The key observation is that any SQC function automatically satisfies a Polyak‑Łojasiewicz (PL) inequality with some constant µ′ that can be substantially larger (or smaller) than the µ appearing in the SQC definition. Consequently, the PL‑based GD rate µ′/L can dominate the SQC‑based Nesterov rate τ·p·µ/L, and vice‑versa, depending on the specific function. Numerical examples illustrate both possibilities, showing that SQC alone cannot be used to claim acceleration. Moreover, the authors point out a conceptual pitfall: the parameter µ in SQC does not play the same curvature‑lower‑bound role as in strong convexity, so interpreting L/µ as a condition number is misleading.
To identify a structural property that truly enables acceleration, the paper introduces an “aiming condition”:
⟨∇f(x), x−x*⟩ ≥ a ‖∇f(x)‖ ‖x−x*‖ with 0 < a ≤ 1.
This inequality quantifies how well the gradient points toward a global minimizer x*. When a is sufficiently large, the authors prove that a continuized, stochastic parameterization of Nesterov’s method yields a linear convergence rate of the form (1 − c·a·µ/L)^t, i.e., a √a‑factor improvement over the standard PL‑GD rate µ/L. The proof relies on a Lyapunov function that combines the objective gap with the distance of the auxiliary momentum variable to the optimum; the aiming condition guarantees a sufficient decrease in this Lyapunov function along the Nesterov ODE.

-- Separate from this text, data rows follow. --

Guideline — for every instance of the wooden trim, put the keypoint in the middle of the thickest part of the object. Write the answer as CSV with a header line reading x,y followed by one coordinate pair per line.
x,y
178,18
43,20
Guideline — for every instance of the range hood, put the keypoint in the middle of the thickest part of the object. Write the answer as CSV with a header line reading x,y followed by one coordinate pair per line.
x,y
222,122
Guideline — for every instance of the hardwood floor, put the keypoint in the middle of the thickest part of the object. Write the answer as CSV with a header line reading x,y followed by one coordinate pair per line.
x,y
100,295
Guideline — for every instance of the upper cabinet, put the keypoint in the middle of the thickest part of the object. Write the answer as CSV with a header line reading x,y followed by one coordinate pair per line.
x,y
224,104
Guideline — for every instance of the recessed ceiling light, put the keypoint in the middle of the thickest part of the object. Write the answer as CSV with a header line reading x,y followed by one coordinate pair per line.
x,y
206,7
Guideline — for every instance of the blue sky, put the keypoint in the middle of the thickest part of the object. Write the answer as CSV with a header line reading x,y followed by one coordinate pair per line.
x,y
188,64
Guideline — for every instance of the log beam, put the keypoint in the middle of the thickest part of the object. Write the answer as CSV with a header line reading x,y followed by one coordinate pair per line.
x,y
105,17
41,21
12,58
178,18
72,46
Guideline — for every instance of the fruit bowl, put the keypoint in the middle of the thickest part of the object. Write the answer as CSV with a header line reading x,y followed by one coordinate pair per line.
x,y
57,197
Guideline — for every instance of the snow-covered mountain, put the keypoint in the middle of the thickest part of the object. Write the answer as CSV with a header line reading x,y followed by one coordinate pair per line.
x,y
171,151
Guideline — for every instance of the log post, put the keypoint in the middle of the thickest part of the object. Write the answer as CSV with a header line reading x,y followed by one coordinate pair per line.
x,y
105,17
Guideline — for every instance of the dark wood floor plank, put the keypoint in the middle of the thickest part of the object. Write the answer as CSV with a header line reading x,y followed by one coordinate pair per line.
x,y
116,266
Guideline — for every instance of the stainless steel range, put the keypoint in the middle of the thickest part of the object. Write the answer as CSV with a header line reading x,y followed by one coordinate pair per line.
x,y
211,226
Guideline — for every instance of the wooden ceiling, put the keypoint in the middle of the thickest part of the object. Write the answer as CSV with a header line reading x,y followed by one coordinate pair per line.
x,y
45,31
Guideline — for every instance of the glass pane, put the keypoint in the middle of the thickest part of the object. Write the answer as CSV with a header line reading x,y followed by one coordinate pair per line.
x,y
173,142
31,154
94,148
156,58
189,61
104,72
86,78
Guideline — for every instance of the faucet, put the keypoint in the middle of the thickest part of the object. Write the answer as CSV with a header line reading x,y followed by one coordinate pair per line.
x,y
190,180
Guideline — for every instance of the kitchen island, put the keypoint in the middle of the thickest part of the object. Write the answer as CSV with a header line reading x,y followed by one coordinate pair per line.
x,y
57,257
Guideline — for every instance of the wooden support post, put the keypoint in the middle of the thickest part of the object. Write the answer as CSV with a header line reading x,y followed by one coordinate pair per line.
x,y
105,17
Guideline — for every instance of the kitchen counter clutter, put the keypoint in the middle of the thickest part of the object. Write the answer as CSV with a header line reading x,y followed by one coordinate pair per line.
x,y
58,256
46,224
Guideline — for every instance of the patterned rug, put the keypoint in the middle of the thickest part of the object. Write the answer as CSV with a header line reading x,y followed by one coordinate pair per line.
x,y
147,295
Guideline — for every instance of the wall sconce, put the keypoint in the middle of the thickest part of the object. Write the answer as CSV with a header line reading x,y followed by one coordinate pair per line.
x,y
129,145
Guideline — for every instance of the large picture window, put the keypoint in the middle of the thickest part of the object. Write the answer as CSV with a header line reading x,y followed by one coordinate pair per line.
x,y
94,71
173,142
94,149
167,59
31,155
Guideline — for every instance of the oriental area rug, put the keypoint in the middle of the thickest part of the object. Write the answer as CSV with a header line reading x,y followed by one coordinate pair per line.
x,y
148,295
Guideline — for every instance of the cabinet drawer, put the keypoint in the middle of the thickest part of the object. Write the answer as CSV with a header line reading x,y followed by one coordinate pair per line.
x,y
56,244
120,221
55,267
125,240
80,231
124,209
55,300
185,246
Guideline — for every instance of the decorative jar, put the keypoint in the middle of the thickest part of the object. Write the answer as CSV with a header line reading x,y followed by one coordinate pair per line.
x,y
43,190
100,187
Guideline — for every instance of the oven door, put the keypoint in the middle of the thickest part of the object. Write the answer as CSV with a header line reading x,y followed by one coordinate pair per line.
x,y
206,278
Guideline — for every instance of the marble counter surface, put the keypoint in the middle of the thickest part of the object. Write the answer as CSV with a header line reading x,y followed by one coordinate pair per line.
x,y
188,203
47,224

Recognizing that the aiming condition may not hold at every iteration in practice, the authors further relax it to an average version: the inequality must hold in expectation over a sufficiently large fraction of the trajectory. Under this weaker assumption they recover the same accelerated rate, showing that occasional misalignment does not destroy the overall speed‑up. This result aligns with empirical observations in deep learning, where gradients are often well‑aligned on average even if they occasionally point away from the optimum.
To illustrate the limits of momentum without alignment, the paper constructs a two‑dimensional PL function with a unique minimizer that violates the aiming condition in a region of the domain. Experiments reveal that Nesterov’s method initially drives iterates away from the optimum, causing GD to outperform momentum during the early phase. Only after the iterates enter a region where the aiming condition holds does the accelerated behavior emerge. This example provides concrete evidence that the geometry of the gradient field, not merely the PL inequality, determines whether momentum can be beneficial.
In summary, the contributions are threefold: (1) a rigorous counter‑example showing that SQC does not guarantee accelerated convergence; (2) the introduction of a geometric aiming condition that, when satisfied (even on average), enables provable acceleration for PL functions; and (3) empirical validation that violating this condition can make momentum detrimental. The work clarifies the precise structural requirement beyond PL needed for momentum‑based acceleration, offering a more nuanced theoretical foundation for the widespread empirical success of momentum in non‑convex machine‑learning problems. Future directions include adaptive estimation of the alignment constant a, extensions to stochastic gradients, and handling multiple minima.